Shishamo provided the opening theme for the anime adaptation of Flower and Asura, which premiered in January 2025. Regarding the song, titled "Jibun Kakumei", Miyazaki explained that she wrote the track with the story in mind and hoped that it would help listeners to have the courage to change themselves like the main character.

In September 2025, Shishamo announced that, following two concerts at the Uvance Todoroki Stadium by Fujitsu in Kawasaki on June 13 and 14, 2026, they would disband.

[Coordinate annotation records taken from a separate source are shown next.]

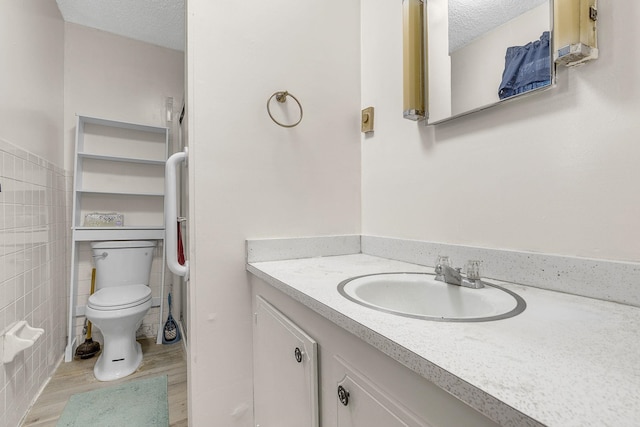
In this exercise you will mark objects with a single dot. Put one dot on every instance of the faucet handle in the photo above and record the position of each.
(443, 260)
(473, 269)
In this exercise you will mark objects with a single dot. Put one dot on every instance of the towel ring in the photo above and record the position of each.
(282, 98)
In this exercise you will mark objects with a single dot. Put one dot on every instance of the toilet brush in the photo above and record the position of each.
(171, 333)
(89, 347)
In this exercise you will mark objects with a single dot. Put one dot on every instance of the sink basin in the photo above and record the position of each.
(419, 295)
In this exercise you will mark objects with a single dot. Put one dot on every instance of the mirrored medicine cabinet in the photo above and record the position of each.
(485, 52)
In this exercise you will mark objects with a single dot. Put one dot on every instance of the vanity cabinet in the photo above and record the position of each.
(362, 403)
(358, 386)
(285, 371)
(119, 167)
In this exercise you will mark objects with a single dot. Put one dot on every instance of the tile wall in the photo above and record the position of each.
(34, 259)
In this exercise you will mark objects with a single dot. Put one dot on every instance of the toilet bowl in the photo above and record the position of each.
(121, 300)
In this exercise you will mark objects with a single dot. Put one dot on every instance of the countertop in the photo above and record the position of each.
(565, 361)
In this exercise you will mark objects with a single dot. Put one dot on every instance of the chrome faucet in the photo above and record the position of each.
(447, 274)
(453, 276)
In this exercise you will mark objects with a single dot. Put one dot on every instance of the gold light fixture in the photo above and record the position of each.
(414, 54)
(574, 35)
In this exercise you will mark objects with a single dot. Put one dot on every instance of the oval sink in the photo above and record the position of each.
(418, 295)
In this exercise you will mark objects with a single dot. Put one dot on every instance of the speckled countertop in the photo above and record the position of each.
(565, 361)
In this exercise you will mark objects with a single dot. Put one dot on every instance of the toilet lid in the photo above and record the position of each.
(119, 297)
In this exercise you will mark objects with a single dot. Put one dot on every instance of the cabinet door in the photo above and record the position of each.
(285, 371)
(361, 403)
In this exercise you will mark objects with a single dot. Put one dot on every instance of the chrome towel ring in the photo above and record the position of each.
(281, 97)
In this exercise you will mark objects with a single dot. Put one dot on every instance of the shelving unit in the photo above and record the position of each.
(119, 167)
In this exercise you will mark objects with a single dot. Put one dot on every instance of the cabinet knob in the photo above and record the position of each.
(343, 395)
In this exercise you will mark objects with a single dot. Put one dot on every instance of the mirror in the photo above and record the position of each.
(483, 52)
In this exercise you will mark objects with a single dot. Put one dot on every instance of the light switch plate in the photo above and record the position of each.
(366, 123)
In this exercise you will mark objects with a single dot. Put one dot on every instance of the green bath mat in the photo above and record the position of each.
(135, 403)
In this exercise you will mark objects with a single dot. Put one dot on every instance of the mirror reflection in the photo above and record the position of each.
(482, 52)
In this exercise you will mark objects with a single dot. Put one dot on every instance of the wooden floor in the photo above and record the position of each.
(77, 377)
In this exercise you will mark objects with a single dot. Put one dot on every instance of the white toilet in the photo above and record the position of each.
(120, 302)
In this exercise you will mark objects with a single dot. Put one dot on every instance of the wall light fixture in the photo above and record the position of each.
(414, 60)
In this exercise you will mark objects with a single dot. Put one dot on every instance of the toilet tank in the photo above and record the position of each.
(122, 262)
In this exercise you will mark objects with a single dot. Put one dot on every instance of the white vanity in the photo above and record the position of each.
(566, 360)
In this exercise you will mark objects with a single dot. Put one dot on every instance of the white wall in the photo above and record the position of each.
(33, 220)
(31, 84)
(555, 173)
(250, 178)
(114, 77)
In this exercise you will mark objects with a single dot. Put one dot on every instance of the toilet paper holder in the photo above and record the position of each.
(18, 338)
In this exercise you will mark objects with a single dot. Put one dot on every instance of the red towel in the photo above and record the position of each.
(180, 246)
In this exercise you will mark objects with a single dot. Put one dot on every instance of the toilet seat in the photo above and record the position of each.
(119, 297)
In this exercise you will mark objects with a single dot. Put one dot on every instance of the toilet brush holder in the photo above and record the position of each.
(18, 338)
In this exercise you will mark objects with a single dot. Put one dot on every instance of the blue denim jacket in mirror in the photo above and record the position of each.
(526, 67)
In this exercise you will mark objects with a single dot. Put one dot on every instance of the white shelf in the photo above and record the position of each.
(87, 234)
(121, 193)
(118, 167)
(121, 159)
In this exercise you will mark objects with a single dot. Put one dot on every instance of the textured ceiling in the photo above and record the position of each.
(469, 19)
(159, 22)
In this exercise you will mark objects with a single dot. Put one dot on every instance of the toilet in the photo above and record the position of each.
(119, 303)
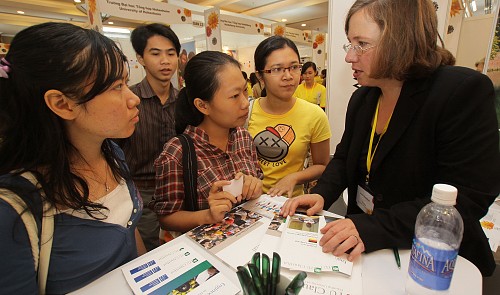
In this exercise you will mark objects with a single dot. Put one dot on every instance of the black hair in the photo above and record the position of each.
(141, 35)
(308, 65)
(268, 46)
(202, 81)
(81, 64)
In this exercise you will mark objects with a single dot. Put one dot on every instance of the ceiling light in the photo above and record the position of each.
(116, 30)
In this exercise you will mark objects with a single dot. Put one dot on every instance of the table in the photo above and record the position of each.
(379, 271)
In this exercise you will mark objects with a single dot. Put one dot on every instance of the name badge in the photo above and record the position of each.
(364, 199)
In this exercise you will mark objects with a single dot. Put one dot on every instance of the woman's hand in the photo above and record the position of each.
(340, 236)
(284, 187)
(220, 202)
(314, 202)
(252, 187)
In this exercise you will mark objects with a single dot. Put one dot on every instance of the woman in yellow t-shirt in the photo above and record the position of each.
(285, 128)
(310, 90)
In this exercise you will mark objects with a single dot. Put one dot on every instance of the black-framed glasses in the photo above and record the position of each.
(357, 48)
(293, 69)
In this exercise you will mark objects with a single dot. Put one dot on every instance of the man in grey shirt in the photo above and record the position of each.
(157, 48)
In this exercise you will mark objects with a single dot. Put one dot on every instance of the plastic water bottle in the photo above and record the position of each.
(438, 233)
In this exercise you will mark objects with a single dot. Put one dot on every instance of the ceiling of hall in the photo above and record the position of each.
(311, 12)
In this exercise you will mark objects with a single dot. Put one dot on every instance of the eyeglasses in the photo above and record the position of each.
(294, 69)
(357, 48)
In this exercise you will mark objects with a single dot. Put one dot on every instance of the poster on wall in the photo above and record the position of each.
(94, 15)
(442, 14)
(492, 65)
(319, 48)
(451, 35)
(150, 11)
(296, 35)
(240, 25)
(188, 50)
(212, 29)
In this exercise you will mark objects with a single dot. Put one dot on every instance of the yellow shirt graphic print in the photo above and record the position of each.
(282, 141)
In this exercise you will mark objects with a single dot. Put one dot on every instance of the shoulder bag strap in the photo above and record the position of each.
(46, 238)
(40, 246)
(190, 172)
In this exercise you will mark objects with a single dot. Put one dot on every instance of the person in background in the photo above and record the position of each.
(256, 86)
(157, 48)
(310, 90)
(249, 85)
(210, 110)
(480, 65)
(323, 76)
(285, 128)
(416, 121)
(55, 130)
(318, 78)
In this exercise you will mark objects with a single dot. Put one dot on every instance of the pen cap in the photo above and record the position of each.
(444, 194)
(283, 284)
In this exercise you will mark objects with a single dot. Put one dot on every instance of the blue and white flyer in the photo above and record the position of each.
(179, 269)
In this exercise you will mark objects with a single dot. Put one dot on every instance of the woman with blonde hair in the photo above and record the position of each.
(415, 121)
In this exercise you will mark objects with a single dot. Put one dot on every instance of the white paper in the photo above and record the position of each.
(491, 226)
(177, 269)
(301, 239)
(235, 188)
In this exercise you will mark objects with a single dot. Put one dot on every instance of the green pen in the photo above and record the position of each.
(396, 256)
(266, 282)
(275, 274)
(297, 283)
(241, 278)
(256, 260)
(247, 284)
(257, 280)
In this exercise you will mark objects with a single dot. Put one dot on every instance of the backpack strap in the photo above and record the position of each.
(190, 172)
(40, 246)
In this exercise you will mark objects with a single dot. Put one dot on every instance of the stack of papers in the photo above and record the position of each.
(179, 269)
(251, 227)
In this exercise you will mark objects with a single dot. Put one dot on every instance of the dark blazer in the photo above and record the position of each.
(443, 130)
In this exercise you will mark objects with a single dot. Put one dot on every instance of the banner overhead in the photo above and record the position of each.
(240, 25)
(150, 11)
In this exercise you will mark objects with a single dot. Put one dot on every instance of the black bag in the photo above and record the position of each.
(190, 173)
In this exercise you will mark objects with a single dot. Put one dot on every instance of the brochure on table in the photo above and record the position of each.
(235, 239)
(178, 269)
(300, 238)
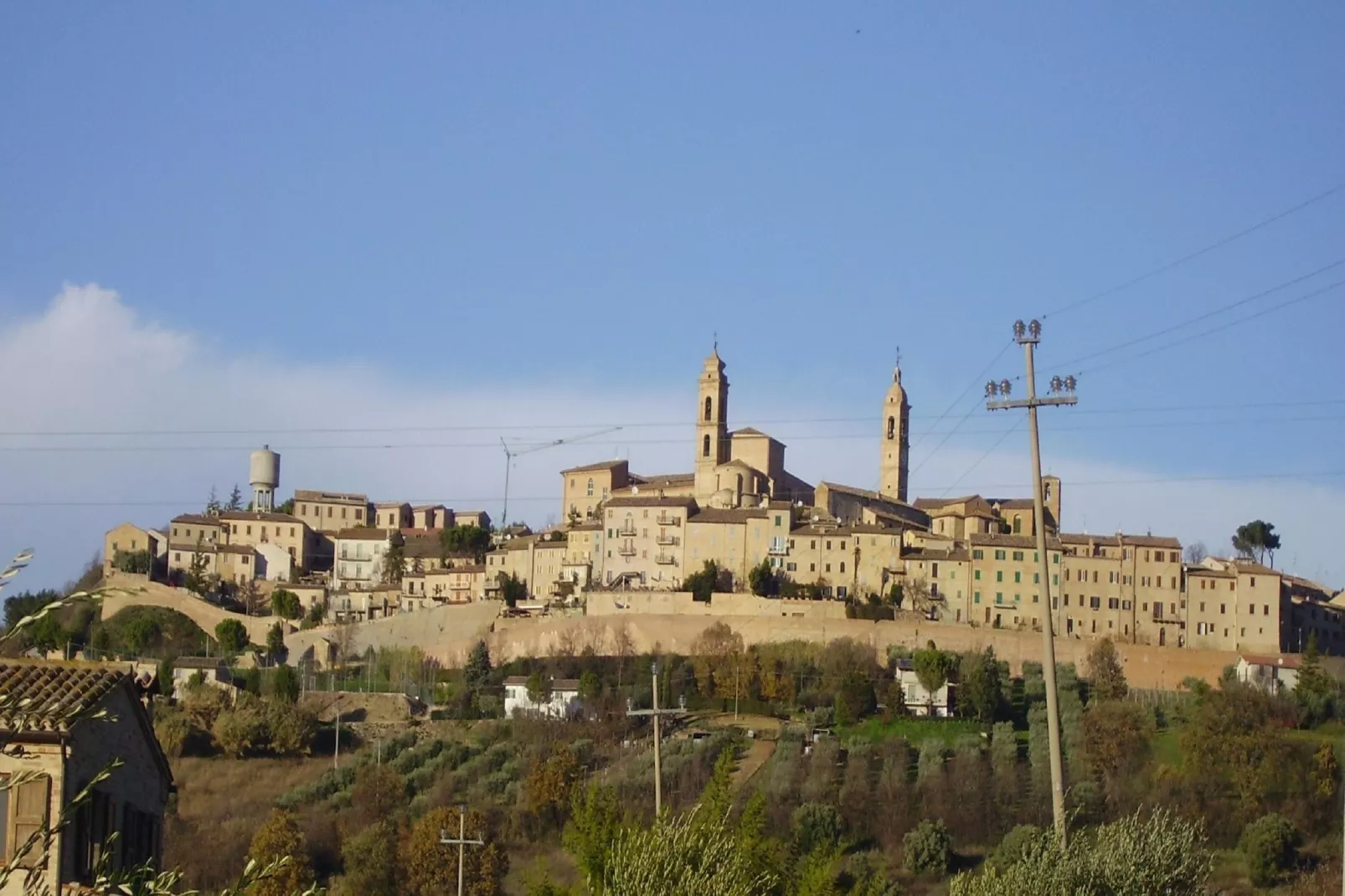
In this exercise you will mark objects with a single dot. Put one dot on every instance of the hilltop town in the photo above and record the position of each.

On February 11, 2026, Shishamo released the compilation album Shishamo Deshita!!! Containing three discs of their previously released songs, each disc's tracklist was selected by a different member of the group. The album entered the Billboard Top Album Sales Chart at number eight, its peak position. That same day, Shishamo played at the Kawasaki Sports and Culture Center, kicking off their final tour, "Sayonara Voyage!!!".

== Members ==
- Asako Miyazaki (宮崎朝子, Miyazaki Asako) is the band's vocalist and guitarist, as well as the primary songwriter.
- Misaki Yoshikawa (吉川美冴貴, Yoshikawa Misaki) is the band's drummer and considered the band leader by the members.
- Aya Matsuoka (松岡彩, Matsuoka Aya) is the band's bassist. Originally from Osaka, she joined the band on September 11, 2014, replacing original member Aya Matsumoto.

=== Former members ===
- Aya Matsumoto (松本彩, Matsumoto Aya) was a founding member of the band, and the band's former bassist. After declaring that she would leave the band when she turned 20, she left the band on September 11, 2014.

== Discography ==

===Studio albums===

List of albums, with selected chart positions
| Title | Album details | Peak positions | Sales (JPN) |
JPN Oricon
| Sotsugyō Seisaku (卒業制作; "Graduation Project") | Released: January 23, 2013 (JPN); Label: Good Creators Records; Formats: CD, digital download; | 94 | 2,000 |
| Shishamo | Released: November 13, 2013 (JPN); Label: Good Creators; Formats: CD, digital download; | 34 | 5,000 |
| Shishamo 2 | Released: March 4, 2015 (JPN); Label: Good Creators; Formats: CD, digital download; | 17 | 10,000 |
| Shishamo 3 | Released: March 2, 2016 (JPN); Label: Good Creators; Formats: CD, digital download; | 7 | 10,000 |
| Shishamo 4 | Released: February 22, 2017 (JPN); Label: Good Creators; Formats: CD, digital download; | 8 | 35,000 |
| Shishamo 5 | Released: June 20, 2018 (JPN); Label: Good Creators; Formats: CD, digital download; | 3 | 15,000 |
| Shishamo 6 | Released: January 29, 2020 (JPN); Label: Universal Music Japan; Formats: CD, digital download; | 16 | 5,300 |
| Shishamo 7 | Released: June 30, 2021 (JPN); Label: Universal Music Japan; Formats: CD, digital download; | 15 | 4,000 |
| Shishamo 8 | Released: April 10, 2024 (JPN); Label: Universal Music Japan; Formats: CD, digital download; | 26 | 1,807 |

===Singles===

List of singles, with selected chart positions
Title: Year; Peak chart positions; Sales (JPN); Album
JPN Oricon: JPN Billboard
"Shukudai ga Owaranai" (宿題が終わらない; "The Homework Doesn't End"): 2012; —; —; Limited; Sotsugyō Seisaku
"Kimi to NatsuFes" (君と夏フェス; "Summer Music Festival with You"): 2014; 21; 16; 5,000; Shishamo 2
"Ryōsangata Kareshi" (量産型彼氏; "Mass Produced Boyfriend"): 26; 39; 4,000
"Nettaiya" (熱帯夜; "Tropical Night"): 38; 42; 4,000; Shishamo 3
"Kimi to Gerende" (君とゲレンデ; "You and the Ski Slope"): 2015; 30; 48; 4,000
"Natsu no Koibito" (夏の恋人; "Summer Lover"): 2016; 23; 46; 5,000; Shishamo 4
"Bye Bye" (バイバイ; BYE BYE): 2017; 22; 71; 5,000; Shishamo 5
"Hora, Waratteru" (ほら、笑ってる; "Come on, Smile"): 27; 84; 5,000
"Mizuiro no Hibi" (水色の日々; "Light blue days"): 2018; 26; 15; 4,500
"Oh!": 2019; 31; 24; 2,100; Non-album single
"Kimi no Tonari ni Itaikara" (君の隣にいたいから; "I want to be next to you"): 26; —; 1,887; Shishamo 6
"—" denotes a recording that did not chart or was not released in that territory.

===Promotional singles===

| Title | Year | Peak chart positions | Album |
Japan Billboard
| "Boku ni Kanojo ga Dekita n da" (僕に彼女ができたんだ; "I Got a Girlfriend") | 2013 | 47 | Shishamo |
| "Boku, Jitsu wa" (僕、実は; "Actually, I") | 2015 | — | Shishamo 2 |
| "Nakaniwa no Shōjo-tachi" (中庭の少女たち; "Girls in the Courtyard") | 2016 | — | Shishamo 3 |
"—" denotes a recording that did not chart or was not released in that territory.